An economist with Bank of America is warning that the Fed wants a recession—and that it is prepared to go as far as it needs to succeed, even at a high cost.
Key Details
- In a Wednesday interview with CNBC, Bank of America economist Ethan Harris warned that the Federal Reserve is willing to push the U.S. economy as far as it needs to in its fight to get inflation under control, Insider notes.
- “They told us they want a weak economy. I think that’s a very friendly way of saying you want a recession. The fact that the signals that a recession is coming isn’t going to stop the Fed,” says Harris.
- Inflation rates peaked in 2022, with a high of 9.1% in June. The Fed promised a bullish response to return inflation below 2%, hiking interest rates seven times to 4% to 4.25% by December.
- Fed Chair Jerome Powell has openly acknowledged that the Fed expects a rise in unemployment and a possible recession but would prefer those adverse effects to that of entrenched high inflation.
Why It’s Important
The Fed has made its intentions to continue hiking interest rates clear. While some cooling inflation rates in November resulted in a lower hike in December, the Fed says it may raise interest rates above 5% in 2023 until it begins seeing results.
As we previously reported, early results don’t appear to be promising. Harris responded to the minutes from the Fed’s December meeting released on Wednesday, noting that the Fed will continue pushing until the market takes its decisive actions seriously. He notes that the market hasn’t reacted with the belief that the Fed will hold to its current trajectory but warns that it likely won’t back down.
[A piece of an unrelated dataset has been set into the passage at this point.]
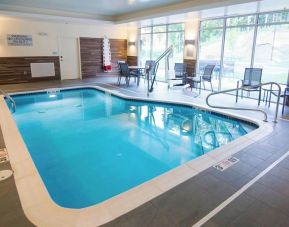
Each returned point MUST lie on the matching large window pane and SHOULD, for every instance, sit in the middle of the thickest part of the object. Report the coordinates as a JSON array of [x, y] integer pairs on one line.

“Markets don’t believe the Fed’s serious about fighting inflation. I think they’re wrong. I think the Fed will deliver more than the market is expecting,” says Harris.
“That echoes the views of other economists, who have warned that the central bank was unlikely to back down on its aggressive monetary tightening regime to prevent inflation running out of hand. Prices have barely cooled from a 41-year-high this summer, despite the fact that officials raised rates 425-basis-points last year to lower inflation,” says Insider.